Le marché foncier américain est en perte de vitesse. La demande chute à des niveaux jamais vus depuis fin 2022, selon les données du deuxième trimestre 2025 de John Burns Research & Consulting.
Seulement 28 % des courtiers fonciers décrivent la demande comme forte, une forte baisse par rapport aux 76 % d’il y a un an. Ce repli marque un renversement brutal après deux années de forte concurrence.
Presque 8 courtiers fonciers sur 10 signalent plus d’annulations de transactions et de renégociations que d’habitude. Des accords qui avaient un sens financier il y a six mois ne fonctionnent plus aujourd’hui. La situation est tendue, un peu comme lorsqu’on essaie de négocier le prix d’un chalet au bord d’un lac en Estrie après une grosse tempête!
Prix stables malgré une demande en berne
Alors que les prix des maisons neuves ont baissé de 1 % au niveau national au deuxième trimestre, les prix des terrains ont continué d’augmenter. Les terrains situés dans des emplacements de choix (A-B) ont augmenté de 6 % d’une année sur l’autre, tandis que les prix dans les zones périphériques (C-D) ont augmenté de 4 %. Un peu comme trouver un terrain abordable à Bromont, c’est possible, mais il faut chercher!
Les analystes affirment que la baisse des coûts de construction a permis aux constructeurs de payer plus cher pour les terrains, même si leur rentabilité diminue. La rareté des terrains aménagés a également soutenu les prix.

L’écart croissant entre ce que veulent les vendeurs et ce que les constructeurs sont prêts à payer a ralenti les transactions, selon les professionnels de l’immobilier locaux cités dans le rapport.
Tensions sur le marché immobilier
Un courtier de Boise, dans l’Idaho, a déclaré : « Je sens que notre marché est dans une sorte d’impasse. Les constructeurs sont plus prudents et les vendeurs ne cèdent pas sur les prix. » Un peu comme une négociation tendue pour un triplex à Montréal.
Un courtier de Charlotte, en Caroline du Nord, a déclaré que les constructeurs sont devenus beaucoup plus prudents dans leur évaluation des emplacements B-C. Les emplacements A-B restent très demandés, mais il semble y avoir un fossé croissant entre les attentes des vendeurs en matière de prix et ce que les constructeurs peuvent payer.
À San Diego, un courtier a déclaré que le marché s’était « rapidement détérioré ». Un peu comme la difficulté de trouver un logement abordable à Vancouver.
Les absorptions sont en baisse et les constructeurs augmentent leurs rendements requis, ce qui affecte les prix qu’ils peuvent payer. La situation est tendue, un peu comme une partie de bras de fer!
Les acheteurs gagnent du terrain, mais peu d’aubaines
Avec l’évolution des conditions, les acheteurs de terrains ont commencé à obtenir de meilleures conditions, notamment des achats de lots retardés et des contrats restructurés. Mais les acquisitions en gros qui répondent aux exigences de profit des constructeurs restent rares et de nombreux vendeurs de terrains bruts maintiennent leurs prix.
Le land banking, où les investisseurs contrôlent des lots sans risque de marché immédiat, continue de se développer.
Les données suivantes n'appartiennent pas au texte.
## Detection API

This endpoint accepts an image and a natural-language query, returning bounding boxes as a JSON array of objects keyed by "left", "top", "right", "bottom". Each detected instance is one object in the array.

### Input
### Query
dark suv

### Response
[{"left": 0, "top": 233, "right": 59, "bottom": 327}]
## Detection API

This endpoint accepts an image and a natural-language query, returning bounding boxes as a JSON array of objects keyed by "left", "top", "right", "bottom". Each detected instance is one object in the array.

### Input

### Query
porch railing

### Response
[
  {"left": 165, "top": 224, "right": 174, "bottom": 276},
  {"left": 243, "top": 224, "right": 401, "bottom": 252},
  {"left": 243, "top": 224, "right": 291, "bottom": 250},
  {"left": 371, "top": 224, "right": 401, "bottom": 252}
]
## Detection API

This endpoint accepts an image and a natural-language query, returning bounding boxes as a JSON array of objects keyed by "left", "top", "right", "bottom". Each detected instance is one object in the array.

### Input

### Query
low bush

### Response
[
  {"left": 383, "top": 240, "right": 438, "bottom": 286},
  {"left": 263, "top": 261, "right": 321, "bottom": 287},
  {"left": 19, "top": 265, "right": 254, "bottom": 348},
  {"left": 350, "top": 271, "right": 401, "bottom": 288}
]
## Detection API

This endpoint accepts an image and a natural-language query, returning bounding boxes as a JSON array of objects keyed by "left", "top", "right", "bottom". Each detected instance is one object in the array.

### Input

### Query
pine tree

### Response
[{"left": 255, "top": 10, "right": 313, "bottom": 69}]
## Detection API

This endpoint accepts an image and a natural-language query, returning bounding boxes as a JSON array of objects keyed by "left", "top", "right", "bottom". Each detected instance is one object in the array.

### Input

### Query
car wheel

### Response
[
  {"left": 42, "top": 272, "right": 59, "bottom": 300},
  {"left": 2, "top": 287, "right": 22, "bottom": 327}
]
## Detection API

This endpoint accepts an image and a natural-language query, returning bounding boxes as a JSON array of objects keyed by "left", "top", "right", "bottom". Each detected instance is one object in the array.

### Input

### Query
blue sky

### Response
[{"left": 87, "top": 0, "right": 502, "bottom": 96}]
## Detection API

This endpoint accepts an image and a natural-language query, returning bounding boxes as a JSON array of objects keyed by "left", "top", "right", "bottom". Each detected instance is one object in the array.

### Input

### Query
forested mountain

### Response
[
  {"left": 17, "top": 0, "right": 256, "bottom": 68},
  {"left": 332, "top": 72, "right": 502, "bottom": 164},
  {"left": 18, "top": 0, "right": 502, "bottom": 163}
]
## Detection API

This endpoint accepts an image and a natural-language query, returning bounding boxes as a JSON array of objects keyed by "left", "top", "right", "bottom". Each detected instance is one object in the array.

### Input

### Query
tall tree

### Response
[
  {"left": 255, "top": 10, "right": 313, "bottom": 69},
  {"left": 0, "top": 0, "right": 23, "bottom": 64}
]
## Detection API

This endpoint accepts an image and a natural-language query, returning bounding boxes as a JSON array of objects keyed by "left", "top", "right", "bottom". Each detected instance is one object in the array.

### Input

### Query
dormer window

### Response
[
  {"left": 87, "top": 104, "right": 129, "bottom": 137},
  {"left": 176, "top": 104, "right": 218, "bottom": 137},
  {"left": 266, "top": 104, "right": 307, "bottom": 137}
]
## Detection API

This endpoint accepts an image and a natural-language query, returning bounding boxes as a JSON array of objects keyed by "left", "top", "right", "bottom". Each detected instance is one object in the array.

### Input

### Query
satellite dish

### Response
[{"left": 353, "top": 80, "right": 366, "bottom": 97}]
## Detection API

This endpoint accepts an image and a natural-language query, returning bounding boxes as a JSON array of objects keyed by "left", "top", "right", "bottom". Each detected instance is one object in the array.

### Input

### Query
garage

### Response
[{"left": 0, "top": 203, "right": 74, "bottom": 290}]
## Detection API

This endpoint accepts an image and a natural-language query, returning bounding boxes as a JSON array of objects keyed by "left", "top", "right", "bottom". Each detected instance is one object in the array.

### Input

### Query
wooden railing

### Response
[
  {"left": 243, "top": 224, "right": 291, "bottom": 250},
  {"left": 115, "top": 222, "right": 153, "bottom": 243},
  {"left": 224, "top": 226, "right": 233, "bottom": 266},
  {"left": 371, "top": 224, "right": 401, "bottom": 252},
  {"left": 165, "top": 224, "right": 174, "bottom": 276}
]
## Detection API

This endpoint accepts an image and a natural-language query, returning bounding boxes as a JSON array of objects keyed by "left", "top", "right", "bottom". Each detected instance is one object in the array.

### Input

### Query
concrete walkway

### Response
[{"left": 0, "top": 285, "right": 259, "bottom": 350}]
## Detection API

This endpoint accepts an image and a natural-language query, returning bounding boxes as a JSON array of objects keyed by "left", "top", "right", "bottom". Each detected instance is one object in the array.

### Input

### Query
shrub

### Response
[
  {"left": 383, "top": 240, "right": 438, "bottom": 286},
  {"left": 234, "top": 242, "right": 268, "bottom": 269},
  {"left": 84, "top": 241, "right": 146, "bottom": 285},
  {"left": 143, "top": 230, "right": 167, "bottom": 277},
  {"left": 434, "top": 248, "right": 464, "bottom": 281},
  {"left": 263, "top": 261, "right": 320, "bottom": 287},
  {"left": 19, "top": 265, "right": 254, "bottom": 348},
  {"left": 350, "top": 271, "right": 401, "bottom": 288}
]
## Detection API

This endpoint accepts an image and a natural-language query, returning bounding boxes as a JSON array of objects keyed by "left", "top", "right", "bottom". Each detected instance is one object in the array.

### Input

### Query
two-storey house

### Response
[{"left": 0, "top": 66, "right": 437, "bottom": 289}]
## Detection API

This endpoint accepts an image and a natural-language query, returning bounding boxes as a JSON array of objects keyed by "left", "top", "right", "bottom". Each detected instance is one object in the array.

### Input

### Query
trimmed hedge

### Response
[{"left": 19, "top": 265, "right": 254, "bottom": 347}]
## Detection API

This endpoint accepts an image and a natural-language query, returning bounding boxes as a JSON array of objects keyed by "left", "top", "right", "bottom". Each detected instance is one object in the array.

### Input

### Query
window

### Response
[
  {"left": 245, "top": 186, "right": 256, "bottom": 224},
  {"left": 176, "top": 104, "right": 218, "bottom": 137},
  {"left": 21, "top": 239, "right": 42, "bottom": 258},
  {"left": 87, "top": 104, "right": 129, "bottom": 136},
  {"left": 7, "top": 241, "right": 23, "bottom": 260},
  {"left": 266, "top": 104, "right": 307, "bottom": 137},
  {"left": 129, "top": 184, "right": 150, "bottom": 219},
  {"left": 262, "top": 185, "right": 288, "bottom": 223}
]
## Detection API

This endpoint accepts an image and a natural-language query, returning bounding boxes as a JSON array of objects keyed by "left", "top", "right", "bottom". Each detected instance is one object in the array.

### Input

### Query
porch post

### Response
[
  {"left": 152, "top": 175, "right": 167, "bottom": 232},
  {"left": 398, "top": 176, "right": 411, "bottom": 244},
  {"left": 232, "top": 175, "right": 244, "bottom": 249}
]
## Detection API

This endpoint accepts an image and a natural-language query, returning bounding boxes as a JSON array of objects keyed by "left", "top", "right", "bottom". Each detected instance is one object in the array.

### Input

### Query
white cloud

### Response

C’est un peu comme mettre de l’argent de côté pour les études des enfants, on prévoit l’avenir!
L’essor du Build-to-Rent
Pendant ce temps, les opérateurs de build-to-rent gagnent du terrain. Leur part des achats de lots finis est passée à 8 % au deuxième trimestre, contre 5 % un an plus tôt, alors que certains constructeurs se retirent des transactions.
Le ralentissement des transactions foncières laisse présager un affaiblissement de l’activité de construction de logements à l’avenir. Les constructeurs réduisent déjà les mises en chantier, car les stocks de maisons neuves restent élevés et les ventes sont à la traîne, précise le rapport.
- Baisse de la demande
- Annulations de transactions
- Renégociations accrues
- Prudence des constructeurs
Les analystes préviennent que les fournisseurs de produits de construction sont confrontés à des perspectives particulièrement sombres à mesure que l’activité de construction se refroidit. Une situation qui pourrait impacter le marché du travail dans le secteur.